Recognizing Hate with NLP: The Teaching Experience of the #DeactivHate Lab in Italian High Schools
p. 155-161
Résumé
The possibility of raising awareness about misbehaviour online, such as hate speech, especially in young generations could help society to reduce their impact, and thus, their consequences. The Computer Science Department of the University of Turin has designed various technologies that support educational projects and activities in this perspective. We implemented an annotation platform for Italian tweets employed in a laboratory called #DeactivHate, specifically designed for secondary school students. The laboratory aims at countering hateful phenomena online and making students aware of technologies that they use on a daily basis. We describe our teaching experience in high schools and the usefulness of the technologies and activities tested.
Remerciements
The work of S. Frenda, A. T. Cignarella and M. Lai has been funded under the national project Piano Lauree Scientifiche (PLS) 2019/20 as part of the activities of Computer Science Department, School of Science of Nature, University of Turin. The authors would like to extend a special thanks to the school ‘Convitto Nazionale Umberto I’, and in particular, to Professor Simona Ventura for her availability and her collaboration in this adventure with #DeactivHate.
Texte intégral
1. Introduction
1Recently, the presence of digital technologies in our lives has grown enormously, with a strong impact on our daily lives. Digital spaces and social media have become a privileged channel for communication, information and socialization, frequented by millions of people at the same time. Along with the new relational opportunities and access to knowledge, even misbehaviour have acquired new visibility and virality, such as hate speech. In spite of a causal link between hate speech and crime is hard to demonstrate, the risk of offences and effects on psychological and physical well-being of the victims are clear in psychological and social studies (Nadal et al. 2014; Fulper et al. 2014). The extreme consequence of these effects might be suicide, especially considering the adolescents, as suggested by recent studies investigating the link between cyberbullying and suicidal behaviors of U.S. youth (Nikolaou 2017). To prevent such scenarios, few awareness-raising projects in schools are activated by NGOs in Italy, such as Amnesty International1 or Cifa ONLUS2.
2The Commissione Orientamento e Informatica nelle scuole3 supports a manifold of activities with the main goal of creating a link between schools and academia, also in the context of the national project Piano Lauree Scientifiche (PLS). The members of the CCC (Content-Centered Computing) group of the Computer Science Department of the University of Turin, active in the investigation of hate speech online4, have led and participated in several hate-speech-related projects, including “Contro l’odio”5 (Capozzi et al. 2020) a joint work with non-profit entities and University of Bari that aims at monitoring hate speech against minorities in Italy. Within the current experience, we created a data annotation platform specifically dedicated to support educational activities and aimed at reflecting on the importance of a conscientious communication. In this perspective, the idea of #Deactivate takes hold.

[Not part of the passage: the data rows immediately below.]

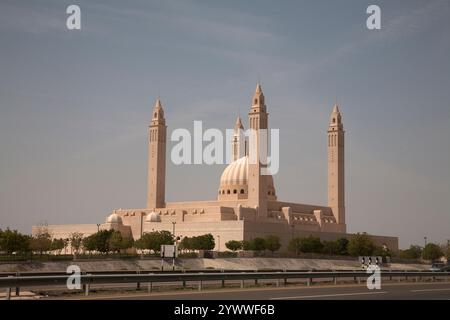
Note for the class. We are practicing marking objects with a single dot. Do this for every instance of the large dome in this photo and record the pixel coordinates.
(234, 180)
(114, 218)
(236, 173)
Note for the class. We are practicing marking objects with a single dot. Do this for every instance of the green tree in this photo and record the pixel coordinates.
(13, 241)
(76, 241)
(413, 252)
(118, 243)
(57, 245)
(247, 245)
(204, 242)
(446, 251)
(154, 240)
(308, 244)
(361, 244)
(41, 243)
(272, 243)
(89, 243)
(258, 244)
(186, 244)
(432, 252)
(98, 241)
(342, 246)
(234, 245)
(330, 247)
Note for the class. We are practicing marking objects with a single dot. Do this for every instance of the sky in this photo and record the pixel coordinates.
(75, 104)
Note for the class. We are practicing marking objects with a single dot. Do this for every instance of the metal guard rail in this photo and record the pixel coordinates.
(52, 280)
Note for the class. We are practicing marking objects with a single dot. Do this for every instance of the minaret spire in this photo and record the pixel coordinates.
(237, 144)
(157, 157)
(257, 183)
(336, 183)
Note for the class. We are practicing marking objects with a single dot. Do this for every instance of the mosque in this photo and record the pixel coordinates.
(247, 204)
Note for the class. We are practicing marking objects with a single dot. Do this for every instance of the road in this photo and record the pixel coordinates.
(391, 291)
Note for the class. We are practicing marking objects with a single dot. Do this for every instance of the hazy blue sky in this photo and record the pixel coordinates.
(75, 105)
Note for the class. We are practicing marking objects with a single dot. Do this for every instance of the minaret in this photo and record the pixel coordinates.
(237, 146)
(336, 183)
(156, 158)
(257, 185)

This laboratory, addressed at students of secondary schools, is articulated in three main modules with the purpose of:
raising awareness about this social problem, encouraging the reflection on microaggressions, hate speech, stereotypes, prejudices;
stimulating the so-called computational thinking and the study of linguistic elements that are exploited by users to offend or to express hate against a victim online (hashtags, emoticons, or figures of speech);
introducing high schoolers to how tools based on NLP work to incentive a more conscious use of technology.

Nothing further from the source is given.